Tata Group-owned Air India has begun cutting flights and tightening spending as the ongoing conflict in West Asia raises operating costs and weakens travel demand, according to a report in The Times of India on Wednesday.
The report said the airline plans to cut nearly 200 flights a week from June to August, in addition to around 90 flights already cut in May. The cuts are expected to affect several international routes, particularly long-haul services, as airlines continue to face disruption due to limited airspace and rising fuel prices.
Escalating geopolitical tensions in West Asia have forced airlines around the world to reroute flights to avoid conflict-affected regions. These diversions increased flight time, fuel consumption, and crew costs. For Indian carriers such as Air India, the pressure has been particularly acute as international operations form a major part of their network expansion strategy.

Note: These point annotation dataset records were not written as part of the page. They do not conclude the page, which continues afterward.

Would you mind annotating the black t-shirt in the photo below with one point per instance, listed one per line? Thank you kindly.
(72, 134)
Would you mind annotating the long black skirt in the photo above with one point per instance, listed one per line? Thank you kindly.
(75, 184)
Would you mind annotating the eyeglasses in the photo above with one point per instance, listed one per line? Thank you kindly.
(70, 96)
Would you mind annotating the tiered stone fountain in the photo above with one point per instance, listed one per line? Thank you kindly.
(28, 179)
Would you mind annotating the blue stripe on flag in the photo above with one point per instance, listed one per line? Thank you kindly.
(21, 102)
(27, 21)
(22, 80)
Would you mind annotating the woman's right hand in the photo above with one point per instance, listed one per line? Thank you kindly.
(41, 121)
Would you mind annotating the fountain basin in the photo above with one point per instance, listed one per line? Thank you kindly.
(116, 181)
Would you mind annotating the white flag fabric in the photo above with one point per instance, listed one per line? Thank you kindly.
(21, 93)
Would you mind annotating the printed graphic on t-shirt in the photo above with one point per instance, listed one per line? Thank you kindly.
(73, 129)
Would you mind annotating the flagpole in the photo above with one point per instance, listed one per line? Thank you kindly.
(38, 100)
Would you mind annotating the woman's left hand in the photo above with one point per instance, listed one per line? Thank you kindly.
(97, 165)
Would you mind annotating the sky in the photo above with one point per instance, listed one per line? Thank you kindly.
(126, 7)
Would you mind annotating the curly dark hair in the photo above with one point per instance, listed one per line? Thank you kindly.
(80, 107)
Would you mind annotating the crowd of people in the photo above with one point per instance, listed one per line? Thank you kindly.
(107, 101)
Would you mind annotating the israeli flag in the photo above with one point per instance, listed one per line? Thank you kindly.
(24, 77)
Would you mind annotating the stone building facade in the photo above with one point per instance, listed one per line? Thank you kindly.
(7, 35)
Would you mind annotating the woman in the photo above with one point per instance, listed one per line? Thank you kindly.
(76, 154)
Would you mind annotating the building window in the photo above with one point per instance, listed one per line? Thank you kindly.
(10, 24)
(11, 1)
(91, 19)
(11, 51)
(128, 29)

Rising fuel costs and weaker demand are increasing pressure on operations
According to a TOI report, Air India operates nearly 1,200 flights a day and is facing significantly higher fuel costs for aircraft turbines along with a weakening rupee, both of which have increased operating costs. The airline reportedly closed fiscal year 26 with losses of more than ₹22,000 crore, leading management to explore broader cost control measures. These include lower performance-related bonuses, tighter controls on discretionary spending and a more detailed review of operational efficiency.
The report said demand on some international routes eased as travelers delayed or reassessed their travel plans due to rising airfares and conflict-related uncertainty. Industry leaders quoted by TOI said the combination of high fuel prices, fluctuating currency movements and geopolitical risks has created a difficult operating environment for airlines across the world.
Air India is in the midst of a major transformation program since its takeover by the Tata group in 2022. The airline has placed record aircraft orders, expanded international connectivity and modernized fleet and cabin services as part of its turnaround strategy. However, new challenges arising from the crisis in West Asia are now increasing pressure on profitability and operations, the report said.
The airline has not yet officially announced the full extent of the proposed cuts.